La revue de presse de ce jeudi est dominée par deux sujets majeurs : l’adoption par l’Assemblée nationale d’une loi renforçant la répression des actes contre nature, et l’annonce gouvernementale du recrutement de 6 850 enseignants et agents de santé au cours de l’année 2026.
Une loi adoptée à une écrasante majorité
L’Assemblée nationale du Sénégal a officiellement adopté, mercredi, le projet de loi numéro 05-2026 modifiant l’article 319 du Code pénal, relatif à la répression des actes contre nature — expression consacrée par le droit sénégalais pour désigner l’homosexualité. Le vote a été sans appel : 135 voix pour, 3 abstentions, aucune voix contre, en présence du ministre de l’Intérieur et de la Sécurité publique, Me Mouhamadou Bamba Cissé.

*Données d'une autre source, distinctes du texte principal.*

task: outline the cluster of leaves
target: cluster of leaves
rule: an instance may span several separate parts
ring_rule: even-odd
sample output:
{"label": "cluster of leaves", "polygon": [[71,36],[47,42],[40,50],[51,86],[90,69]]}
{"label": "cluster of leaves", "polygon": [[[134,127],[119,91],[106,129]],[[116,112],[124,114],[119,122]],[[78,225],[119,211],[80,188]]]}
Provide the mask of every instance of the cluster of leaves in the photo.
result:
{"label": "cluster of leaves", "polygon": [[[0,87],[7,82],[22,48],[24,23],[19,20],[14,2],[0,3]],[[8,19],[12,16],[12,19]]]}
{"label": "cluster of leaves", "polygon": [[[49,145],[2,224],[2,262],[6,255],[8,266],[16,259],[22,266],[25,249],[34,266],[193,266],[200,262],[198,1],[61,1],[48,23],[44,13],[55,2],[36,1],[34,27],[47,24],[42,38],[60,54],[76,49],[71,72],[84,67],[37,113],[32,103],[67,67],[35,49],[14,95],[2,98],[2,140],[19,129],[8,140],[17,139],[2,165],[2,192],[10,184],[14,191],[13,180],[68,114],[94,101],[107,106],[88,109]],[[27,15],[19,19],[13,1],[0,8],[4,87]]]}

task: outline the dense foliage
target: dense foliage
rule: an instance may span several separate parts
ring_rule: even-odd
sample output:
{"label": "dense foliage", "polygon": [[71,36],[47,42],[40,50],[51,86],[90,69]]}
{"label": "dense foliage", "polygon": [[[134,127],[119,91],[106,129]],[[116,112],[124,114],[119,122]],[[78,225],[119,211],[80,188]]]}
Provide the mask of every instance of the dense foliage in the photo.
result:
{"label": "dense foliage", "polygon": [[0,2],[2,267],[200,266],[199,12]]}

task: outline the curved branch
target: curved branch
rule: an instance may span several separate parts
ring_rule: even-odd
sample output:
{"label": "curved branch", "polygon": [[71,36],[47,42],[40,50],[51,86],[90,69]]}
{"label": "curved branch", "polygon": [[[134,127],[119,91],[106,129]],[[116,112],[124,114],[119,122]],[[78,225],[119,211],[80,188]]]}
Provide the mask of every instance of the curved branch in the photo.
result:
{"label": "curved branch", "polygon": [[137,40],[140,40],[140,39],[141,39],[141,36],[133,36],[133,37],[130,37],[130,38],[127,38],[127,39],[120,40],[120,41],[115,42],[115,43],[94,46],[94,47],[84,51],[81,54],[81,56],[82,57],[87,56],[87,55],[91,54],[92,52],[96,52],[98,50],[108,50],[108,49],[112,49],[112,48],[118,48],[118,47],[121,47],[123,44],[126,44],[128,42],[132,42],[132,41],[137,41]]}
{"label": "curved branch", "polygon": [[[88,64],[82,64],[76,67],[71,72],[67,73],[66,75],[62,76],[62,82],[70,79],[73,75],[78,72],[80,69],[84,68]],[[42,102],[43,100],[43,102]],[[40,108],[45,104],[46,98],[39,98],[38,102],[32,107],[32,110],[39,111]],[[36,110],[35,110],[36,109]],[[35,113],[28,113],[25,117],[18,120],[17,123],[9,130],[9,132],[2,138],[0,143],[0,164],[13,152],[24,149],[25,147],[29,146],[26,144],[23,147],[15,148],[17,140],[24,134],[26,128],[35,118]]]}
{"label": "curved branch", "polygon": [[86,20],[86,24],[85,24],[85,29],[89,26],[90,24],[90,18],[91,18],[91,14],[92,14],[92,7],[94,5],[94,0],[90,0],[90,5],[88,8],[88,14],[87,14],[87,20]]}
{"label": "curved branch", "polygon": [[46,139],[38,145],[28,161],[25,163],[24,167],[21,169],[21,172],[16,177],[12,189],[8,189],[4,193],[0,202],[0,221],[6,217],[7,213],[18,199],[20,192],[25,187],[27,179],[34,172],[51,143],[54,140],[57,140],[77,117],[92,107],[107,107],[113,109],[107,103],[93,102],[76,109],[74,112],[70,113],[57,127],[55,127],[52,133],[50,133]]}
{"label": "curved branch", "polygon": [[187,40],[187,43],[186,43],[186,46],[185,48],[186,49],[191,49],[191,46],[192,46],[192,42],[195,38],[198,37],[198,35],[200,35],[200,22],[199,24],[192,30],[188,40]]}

Le texte introduit plusieurs innovations majeures : une définition plus précise des comportements constitutifs d’actes contre nature, la suppression de la référence aux actes impudiques dans le libellé de l’infraction, ainsi qu’un renforcement sensible des sanctions pénales applicables.
Des débats houleux au Palais Sowéto
Si le résultat du vote paraît consensuel, les débats qui ont précédé ont été tout autre. Le Quotidien décrit des échanges particulièrement tendus au sein de la XVe Législature, entre accusations de proximité avec les mouvements LGBT, dépôts de motions préjudicielles et prises de position morales tranchées.
WalfQuotidien rapporte pour sa part que l’opposition, ultra-minoritaire, a réclamé une criminalisation encore plus ferme de l’homosexualité, en invoquant les engagements de campagne du parti Pastef, aujourd’hui au pouvoir.
Des réserves juridiques sur la portée réelle de la réforme
Derrière l’unanimité de façade, certains observateurs s’interrogent sur l’effectivité réelle de ce durcissement législatif. Le quotidien L’As pointe plusieurs limites techniques et procédurales susceptibles d’atténuer la portée pratique de la réforme.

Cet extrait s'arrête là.